All the while, Birk wore anticipation like a strange second skin. Rik had wondered aloud to Ninetoes whether Matt (that dirty devil) had fathered a girl or a wild harpy child. Birk knew immediately that this was the girl he had seen that golden day. He climbed the moonlit mountain face as nimbly as a squirrel, his father's robbers below cheering as loudly as Undis would let them; but it was more the thought that every inch brought him closer to catching sight of her again that propelled him up the cliff so quickly.
It took all the skills Birk had gained in the last weeks to first pull up Skinny Finn with more ropes, to secure the ladders, and with Rik's help to erect the pulleys that would lift the baskets Undis had packed so carefully. The moon had already set by the time the robbers and their provisions were carried up to Borka's Keep. Birk had barely closed his eyes before he was up again with the sunrise, blinking aside his sleepiness in the chill autumn dawn. He started at the main level and went up, poking his head down every hallway and opening every door. Though he did not stop to examine a single wooden chest or dusty sack, by the time he reached the top of Borka's Keep, he felt he had delayed for a lifetime.
He ran first to the parapets, marveling at the view from the top of the mountain. The forest lay spread out before him in all its autumn red and gold. He could see the river twisting away into the trees, small as a garter snake in the distance. It was like nothing he had ever seen from the top of even the highest tree, and he laughed to see it. He wanted to do more, he wanted to give a yell like a robber chief, but good sense stopped him. Birk wanted to see the daughter, not the entire robber band.
Birk walked the length of three sides before he came to the gap that had split the fort in two. It was dark, certainly, and seemed very deep, but it was no more frightening than looking down at the dark forest floor from the mountain face, and so he walked straight to the middle of the gap and sat at the edge, dangling his freckled legs into the darkness.
The sun was only a little higher, just beginning to reveal ledges and floors further down in the gap—and Birk was only beginning to wonder what the other side might look like—when he heard laughter like he had never heard before.
He looked up, though had known before looking that it was her, the robber's daughter, that wild harpy child, so fierce and joyful.
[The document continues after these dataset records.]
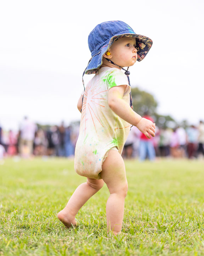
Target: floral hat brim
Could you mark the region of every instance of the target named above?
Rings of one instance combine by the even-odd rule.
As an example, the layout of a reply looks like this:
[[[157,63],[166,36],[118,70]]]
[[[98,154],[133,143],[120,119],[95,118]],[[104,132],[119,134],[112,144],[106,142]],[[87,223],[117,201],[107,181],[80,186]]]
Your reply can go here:
[[[115,40],[124,37],[136,38],[136,46],[135,48],[137,50],[137,60],[138,62],[141,62],[144,58],[153,43],[152,40],[149,37],[137,34],[125,33],[114,36],[110,38],[108,44],[102,47],[99,52],[92,57],[86,69],[85,74],[89,74],[96,73],[102,65],[102,60],[103,54],[106,52]]]

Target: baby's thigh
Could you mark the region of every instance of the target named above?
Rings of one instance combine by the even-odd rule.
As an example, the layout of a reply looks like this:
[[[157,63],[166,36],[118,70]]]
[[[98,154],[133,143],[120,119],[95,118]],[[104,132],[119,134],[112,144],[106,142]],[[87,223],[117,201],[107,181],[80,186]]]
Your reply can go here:
[[[118,151],[109,151],[101,174],[111,193],[112,190],[115,191],[128,186],[124,161]]]

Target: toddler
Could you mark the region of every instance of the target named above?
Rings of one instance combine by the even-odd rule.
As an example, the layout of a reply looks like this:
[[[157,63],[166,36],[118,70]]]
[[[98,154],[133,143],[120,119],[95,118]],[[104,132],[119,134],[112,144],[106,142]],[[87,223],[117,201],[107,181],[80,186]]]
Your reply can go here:
[[[76,145],[74,169],[87,178],[58,214],[67,227],[105,182],[110,195],[106,204],[107,231],[120,234],[128,185],[121,154],[131,125],[148,138],[154,137],[155,124],[132,109],[128,70],[146,56],[152,44],[120,21],[97,25],[89,36],[92,58],[84,73],[95,74],[77,105],[81,113]],[[124,67],[128,67],[127,70]],[[121,70],[124,70],[124,73]]]

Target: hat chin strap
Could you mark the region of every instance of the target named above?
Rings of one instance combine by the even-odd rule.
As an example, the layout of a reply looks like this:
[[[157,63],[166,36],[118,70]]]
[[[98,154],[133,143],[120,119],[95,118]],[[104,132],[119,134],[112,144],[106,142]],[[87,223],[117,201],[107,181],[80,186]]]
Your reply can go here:
[[[126,76],[129,76],[129,75],[130,74],[130,71],[128,71],[128,69],[129,68],[129,67],[128,67],[128,69],[127,69],[127,70],[126,70],[126,69],[124,69],[123,68],[122,68],[122,67],[120,66],[119,66],[119,65],[117,65],[117,64],[115,64],[115,63],[114,63],[114,62],[113,62],[112,60],[109,60],[109,59],[107,59],[106,58],[105,58],[105,59],[107,60],[108,60],[109,62],[110,62],[112,64],[113,64],[115,66],[118,66],[120,68],[122,69],[123,69],[123,70],[125,70],[125,75],[126,75]]]

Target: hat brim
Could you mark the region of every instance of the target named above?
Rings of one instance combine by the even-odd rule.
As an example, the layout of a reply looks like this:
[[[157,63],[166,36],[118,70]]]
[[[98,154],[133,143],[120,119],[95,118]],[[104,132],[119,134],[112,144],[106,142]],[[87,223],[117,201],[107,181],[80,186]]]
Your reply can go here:
[[[93,56],[86,69],[85,74],[93,74],[96,73],[102,65],[103,56],[115,40],[124,37],[135,37],[137,53],[137,60],[141,62],[146,56],[152,45],[152,40],[149,37],[137,34],[122,34],[112,37],[108,44],[104,46],[97,54]]]

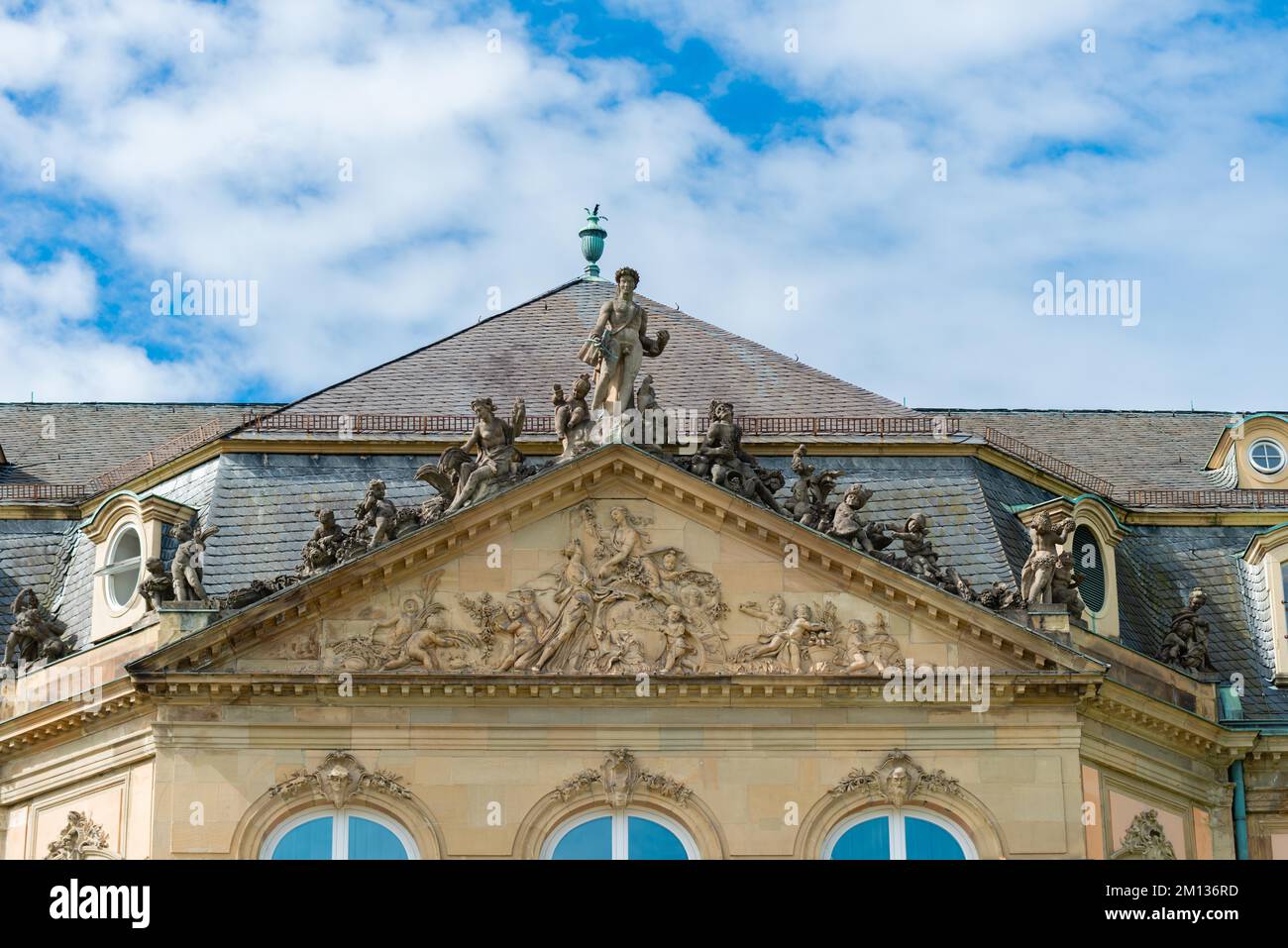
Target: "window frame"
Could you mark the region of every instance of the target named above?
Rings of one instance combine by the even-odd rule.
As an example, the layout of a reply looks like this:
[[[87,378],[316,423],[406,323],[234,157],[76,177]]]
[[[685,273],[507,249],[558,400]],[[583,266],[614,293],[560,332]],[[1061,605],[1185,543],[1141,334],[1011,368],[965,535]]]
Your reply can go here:
[[[408,862],[412,859],[420,859],[420,848],[411,837],[411,833],[407,832],[406,827],[379,810],[370,810],[366,806],[344,806],[339,810],[334,806],[313,806],[303,813],[287,817],[277,823],[269,831],[268,836],[264,837],[264,842],[259,848],[259,858],[263,860],[272,860],[274,850],[278,844],[286,839],[289,832],[304,826],[305,823],[310,823],[314,819],[321,819],[322,817],[331,817],[332,862],[349,862],[349,817],[368,819],[372,823],[384,827],[398,837],[398,842],[402,844],[403,850],[407,853]]]
[[[859,810],[858,813],[851,813],[845,819],[840,820],[827,836],[823,837],[823,848],[820,850],[819,858],[831,859],[832,850],[836,844],[841,840],[845,833],[848,833],[854,827],[860,823],[867,823],[873,819],[886,818],[890,820],[890,862],[907,862],[908,860],[908,835],[903,820],[907,817],[913,817],[916,819],[923,819],[927,823],[938,826],[940,830],[948,832],[949,836],[962,848],[962,855],[967,860],[978,860],[979,850],[975,849],[975,842],[971,840],[970,835],[953,820],[948,819],[934,810],[922,809],[920,806],[900,806],[895,809],[894,806],[876,806],[867,810]]]
[[[1275,448],[1275,451],[1279,452],[1279,465],[1276,468],[1262,468],[1260,464],[1257,464],[1256,459],[1252,456],[1252,452],[1257,448],[1258,444],[1270,444]],[[1245,457],[1248,459],[1248,465],[1252,468],[1252,470],[1267,478],[1274,477],[1276,474],[1282,474],[1284,466],[1288,465],[1288,451],[1285,451],[1284,446],[1280,444],[1278,441],[1266,435],[1253,438],[1252,443],[1248,444]]]
[[[137,569],[134,578],[134,590],[130,592],[130,598],[124,603],[117,602],[116,594],[112,589],[112,581],[118,573],[126,572],[130,567],[125,567],[121,563],[113,563],[112,558],[116,555],[117,547],[121,545],[121,540],[125,538],[126,533],[134,533],[135,538],[139,541],[139,555],[138,563],[133,567]],[[103,567],[98,569],[98,576],[103,580],[103,602],[107,603],[107,608],[111,611],[112,616],[121,616],[130,611],[137,602],[139,602],[139,585],[143,582],[144,564],[147,563],[147,547],[143,537],[143,527],[135,523],[133,519],[125,520],[117,524],[116,529],[107,538],[107,553],[103,556]]]
[[[611,853],[609,859],[613,862],[618,859],[630,859],[630,818],[635,817],[638,819],[648,819],[657,823],[663,830],[670,832],[675,839],[680,841],[684,846],[684,854],[687,859],[701,859],[702,853],[698,850],[698,844],[694,841],[693,835],[684,828],[679,822],[671,819],[670,817],[658,813],[656,810],[645,810],[639,808],[626,808],[620,810],[609,809],[590,809],[585,813],[578,813],[576,817],[569,817],[568,819],[559,823],[546,837],[545,842],[541,844],[541,859],[554,859],[554,853],[563,842],[563,837],[577,827],[591,822],[592,819],[600,819],[603,817],[609,817],[612,823],[609,824],[611,836]]]

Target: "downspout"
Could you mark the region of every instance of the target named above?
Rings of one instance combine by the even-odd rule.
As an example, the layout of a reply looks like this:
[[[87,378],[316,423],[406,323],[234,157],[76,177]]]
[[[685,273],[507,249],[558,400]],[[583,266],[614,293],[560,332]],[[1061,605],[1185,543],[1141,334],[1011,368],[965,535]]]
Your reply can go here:
[[[1217,717],[1224,721],[1243,721],[1243,702],[1240,692],[1233,685],[1217,685]],[[1248,799],[1243,783],[1243,761],[1230,764],[1230,783],[1234,784],[1234,802],[1230,806],[1234,817],[1234,858],[1248,858]]]
[[[1234,783],[1234,858],[1248,858],[1248,802],[1243,792],[1243,761],[1230,764]]]

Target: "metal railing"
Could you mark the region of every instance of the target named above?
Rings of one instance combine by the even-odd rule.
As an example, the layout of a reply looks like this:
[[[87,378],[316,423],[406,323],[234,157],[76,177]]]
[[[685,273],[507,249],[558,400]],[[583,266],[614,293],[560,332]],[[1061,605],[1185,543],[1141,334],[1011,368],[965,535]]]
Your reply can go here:
[[[505,412],[502,412],[504,415]],[[376,434],[469,434],[478,419],[474,415],[381,415],[381,413],[305,413],[278,412],[258,415],[246,412],[242,424],[256,431],[298,431],[303,434],[331,431]],[[939,434],[961,431],[961,421],[952,416],[810,416],[810,415],[739,415],[734,419],[744,434]],[[705,430],[708,416],[698,416],[696,426]],[[554,434],[554,415],[528,415],[524,434]]]
[[[1114,493],[1114,486],[1104,478],[1096,477],[1068,461],[1061,461],[1059,457],[1048,455],[1045,451],[1038,451],[1036,447],[1025,444],[1023,441],[1012,438],[1009,434],[1003,434],[996,428],[984,429],[984,441],[1009,455],[1015,455],[1036,468],[1042,468],[1063,480],[1068,480],[1074,487],[1081,487],[1091,493],[1099,493],[1101,497],[1110,497]]]

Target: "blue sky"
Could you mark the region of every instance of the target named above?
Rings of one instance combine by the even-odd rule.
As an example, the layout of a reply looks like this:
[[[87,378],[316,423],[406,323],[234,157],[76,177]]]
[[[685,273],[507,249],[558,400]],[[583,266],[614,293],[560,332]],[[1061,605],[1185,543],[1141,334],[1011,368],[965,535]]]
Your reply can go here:
[[[600,202],[641,292],[913,406],[1288,407],[1283,4],[0,10],[0,399],[295,398],[571,278]],[[155,316],[176,270],[258,319]]]

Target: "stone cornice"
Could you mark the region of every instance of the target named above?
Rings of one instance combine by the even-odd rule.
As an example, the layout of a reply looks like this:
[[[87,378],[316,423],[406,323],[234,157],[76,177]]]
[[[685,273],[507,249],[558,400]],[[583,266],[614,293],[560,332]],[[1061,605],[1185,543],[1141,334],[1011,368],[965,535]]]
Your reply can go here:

He met her eyes and Birk learned then that dark eyes can flash as brightly as stars; he learned that sunlight on black curls glints red and blue; he learned that a heart full of happiness can beat as loud as a waterfall and still be silent as a twilight forest; and he learned how it feels to have everything slip neatly into place, like a fort made of pine cones.
Birk's laughter echoed hers, joyful and fierce and wild.
“I know who you are,” he said. And he knew in that moment all he could ever need to live in the forest.